Wehmut, mit dem vielversprechenden neuen Projekt nicht direkt durchstarten zu können, zeigt sich auch auf Seiten der Polizei. "Die Prävention an Schulen, ein wesentlicher Bestandteil unserer Arbeit, kann leider derzeit aufgrund der Covid-19-Pandemie nicht umgesetzt werden", erklärt Stephan Krämer, Koordinator auf Seiten des Polizeireviers Offenburg. Sobald der Betrieb wieder anläuft, wolle man daher schnell versuchen, mit den Schulen Termine zu vereinbaren. Wegen der Schutzmaßnahmen, werde das wohl aber erst im kommenden Jahr gelingen, befürchtet Krämer.

Der Kern der Arbeit bilden die Fallkonferenzen: In diesen bewerten Staatsanwaltschaft, Polizei, Landratsamt und Amtsgericht gemeinsam die Situation, um dann das weitere Vorgehen im Einzelfall abzustimmen, erklärt die Staatsanwaltschaft. Die Erziehungsberechtigten werden dabei genauso einbezogen wie andere Organisationen. "Die durch das Haus des Jugendrechts geschaffenen kurzen Drähte optimieren nicht nur die Zusammenarbeit unter den beteiligten Behörden und Projektpartnern, sondern auch die Interventionsmöglichkeiten gegen die Jugendkriminalität", ist Polizeipräsident Reinhard Renter überzeugt.

Trotz Corona habe man die vergangenen Monate aber auch sinnvoll nutzen können, ist Oberamtsanwalt Wurth sicher. Bereits jetzt habe die gemeinsame enge Zusammenarbeit mit den Mitarbeitern der Polizei und des Jugendamts sich als gewinnbringend erwiesen. "Wir haben bereits arbeitsteilig verschiedene Aufgaben und Ziele in Angriff genommen und Überlegungen zu künftigen Projekten angestellt", erklärt der Jurist und nennt einen Opferschutzfonds oder die Ausweitung möglicher Einsatzstellen für die Leistung von Arbeitsstunden als Beispiele. "Zugleich wurden in enger Absprache Informationsflüsse und Arbeitsabläufe optimiert", sagt Wurth.
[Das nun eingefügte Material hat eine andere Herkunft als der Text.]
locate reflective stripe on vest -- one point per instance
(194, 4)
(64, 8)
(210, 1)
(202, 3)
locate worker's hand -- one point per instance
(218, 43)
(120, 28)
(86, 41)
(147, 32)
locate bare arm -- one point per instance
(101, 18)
Derzeit laufen erste Fallkonferenzen an, heißt es von der Staatsanwaltschaft. Neben zeitnahen gerichtlichen Maßnahmen sollen diese auch dem Jugendamt die Chance geben, einen möglichen Hilfebedarf der Jugendlichen zu prüfen.

Wer ist zuständig?

Zunächst ist das Pilotprojekt "Haus des Jugendrechts" für Straftäter in Offenburg und Durbach zuständig. Hinzu kommen junge Menschen aus dem gesamten Landgerichtsbezirk, die als "jugendliche Intensivtäter" eingestuft werden. Bereits bei der Erstellung des Konzepts wurden weitere Standorte in den Großen Kreisstädten Kehl und Lahr ins Auge gefasst, erklärt die Staatsanwaltschaft Offenburg. Konkrete Planungen hierzu bestünden bisher aber noch nicht.